I used to confuse A Face in the Crowd with one of PopGap's movies from February, All the King's Men, and it's easy to see why: both are "issue" movies that track the rise of populist rabble-rousers from humble rural origins into dangerously powerful bullies whose charisma is employed toward nefarious political ends, and whose personal corruptions run much deeper than the forced facades of their public personas. However, while Robert Rossen's bleak 1949 drama relentlessly hammered a single-note from within an inert crowd of ineffectual zombies, Elia Kazan's much richer take fully explores the complicated humanity of an inadvertent, opportunistic folk hero and those who enable him past the point of good conscience.
Patricia Neal is brilliant as Marcia Jeffries, a small-town radio journalist who uncovers a diamond-in-the-rough while broadcasting from a local jail. Larry Rhodes (Andy Griffith), a drifter and layabout spending a night in the drunk tank, is offered an early release in exchange for participating and he takes to the mic with the zeal of a con man spotting a fresh mark. Jeffries' station offers him a show, and his knack for appealing to women makes him an instant hit, but once Rhodes — broadcasting under the down-home moniker "Lonesome Rhodes" — realizes that his newfound popularity carries with it enhanced sex appeal, profitability, and social influence, he chases down opportunities to expand his reach with gusto.
Griffith is a whirlwind of wild charisma as Rhodes, but director Elia Kazan and writer Budd Schulberg (adapting his own short story), are careful to round out his blustery public face with an affecting mix of real joy, lost neediness, and hardened manipulations. Rhodes is not a villain in the way that All the King's Men portrays Willie Stark, but a victim of his own impulses as he greedily consumes the praise he's offered, as long as he can bend it to his own terms. Neal, however, gives the film's strongest performance, as Jeffries is at first thrilled by her discovery, and then enamored by Rhodes' magnetism and success, before she slips into an uncomfortable cycle of validating her star's needs while suppressing her own. Neal effortlessly careens from giddy enthusiasm to haunted moral degradation, and, while like most female characters of the 1950s she desperately needs a sharper sense of agency and a long overdue injection of self-respect, her path through A Face in the Crowd is an authentic heart-breaker. Lee Remick makes a small but notable debut appearance as a teen baton-twirler who pivotally catches Rhodes' wandering eye, and Walter Matthau is given some nice tender moments with Neal, as a cynical writer for Rhodes who falls for Jeffries.

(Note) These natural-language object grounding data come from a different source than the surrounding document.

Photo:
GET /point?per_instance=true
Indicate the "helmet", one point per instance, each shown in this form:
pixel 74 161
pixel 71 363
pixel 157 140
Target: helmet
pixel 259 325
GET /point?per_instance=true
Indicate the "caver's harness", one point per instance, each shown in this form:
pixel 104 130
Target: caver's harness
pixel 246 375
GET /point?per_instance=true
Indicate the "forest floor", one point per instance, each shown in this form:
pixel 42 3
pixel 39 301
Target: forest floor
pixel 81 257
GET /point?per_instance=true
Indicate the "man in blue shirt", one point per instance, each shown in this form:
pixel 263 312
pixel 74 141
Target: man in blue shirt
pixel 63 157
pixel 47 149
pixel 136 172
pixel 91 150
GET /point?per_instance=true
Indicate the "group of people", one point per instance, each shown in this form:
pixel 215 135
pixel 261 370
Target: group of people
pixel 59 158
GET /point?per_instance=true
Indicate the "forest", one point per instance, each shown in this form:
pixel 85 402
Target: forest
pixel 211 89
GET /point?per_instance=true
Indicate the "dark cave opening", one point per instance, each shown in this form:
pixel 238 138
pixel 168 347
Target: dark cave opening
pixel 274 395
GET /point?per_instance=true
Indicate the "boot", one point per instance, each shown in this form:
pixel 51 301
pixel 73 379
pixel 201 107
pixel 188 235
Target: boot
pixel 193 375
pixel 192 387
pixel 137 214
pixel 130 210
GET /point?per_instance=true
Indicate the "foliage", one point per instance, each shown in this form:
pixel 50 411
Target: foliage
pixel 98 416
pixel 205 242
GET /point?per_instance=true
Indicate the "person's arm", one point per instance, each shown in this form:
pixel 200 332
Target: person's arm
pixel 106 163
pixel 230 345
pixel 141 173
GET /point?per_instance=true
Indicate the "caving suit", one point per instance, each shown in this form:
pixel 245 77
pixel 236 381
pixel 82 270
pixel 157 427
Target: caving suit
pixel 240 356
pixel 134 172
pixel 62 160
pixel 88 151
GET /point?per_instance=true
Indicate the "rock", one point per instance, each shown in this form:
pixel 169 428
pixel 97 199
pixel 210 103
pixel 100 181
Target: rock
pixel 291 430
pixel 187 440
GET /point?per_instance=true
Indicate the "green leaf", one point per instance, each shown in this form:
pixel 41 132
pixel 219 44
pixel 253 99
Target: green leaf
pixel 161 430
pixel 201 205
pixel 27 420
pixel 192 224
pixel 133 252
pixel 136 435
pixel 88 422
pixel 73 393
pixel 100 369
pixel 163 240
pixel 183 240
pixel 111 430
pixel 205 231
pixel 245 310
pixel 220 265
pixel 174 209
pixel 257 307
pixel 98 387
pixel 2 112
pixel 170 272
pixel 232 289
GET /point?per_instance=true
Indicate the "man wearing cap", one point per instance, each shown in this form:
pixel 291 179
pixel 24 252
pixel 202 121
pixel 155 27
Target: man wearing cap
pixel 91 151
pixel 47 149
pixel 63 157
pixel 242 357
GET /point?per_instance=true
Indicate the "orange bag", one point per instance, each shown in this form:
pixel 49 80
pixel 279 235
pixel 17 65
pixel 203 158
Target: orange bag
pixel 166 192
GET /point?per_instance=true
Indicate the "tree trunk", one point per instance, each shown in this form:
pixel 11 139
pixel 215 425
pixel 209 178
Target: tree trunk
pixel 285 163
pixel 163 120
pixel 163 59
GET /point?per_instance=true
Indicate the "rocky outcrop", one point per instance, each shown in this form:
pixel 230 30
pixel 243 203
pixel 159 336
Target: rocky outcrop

There aren't many better-looking movies from the 1950s, with perfectly evocative cinematography from Harry Stradling, Sr. Kazan's direction of A Face in the Crowd is in all respects close-to-perfect, with its major flaw the predilection for social commentary of that era to express itself in scolding speeches and untempered histrionics. Sadly, Walter Matthau, in a strong early role, gets saddled with most of the former, with his most didactic moments clumsily inserted right when the emotions of Jeffries and Rhodes are already communicating everything that needs to be said. Still, Matthau delivers his party-killing speeches with straightforward and restrained passion, leaving the unraveling Griffith to chew the scenery alone. the end is a bit much, as Rhodes devolves into feverishly overwrought melodramatics, but overall A Face in the Crowd is a vast improvement over All the King's Men, and a worthy precursor to Paddy Chayefsky's classic Network, which would cover some of the same ground 20 years later.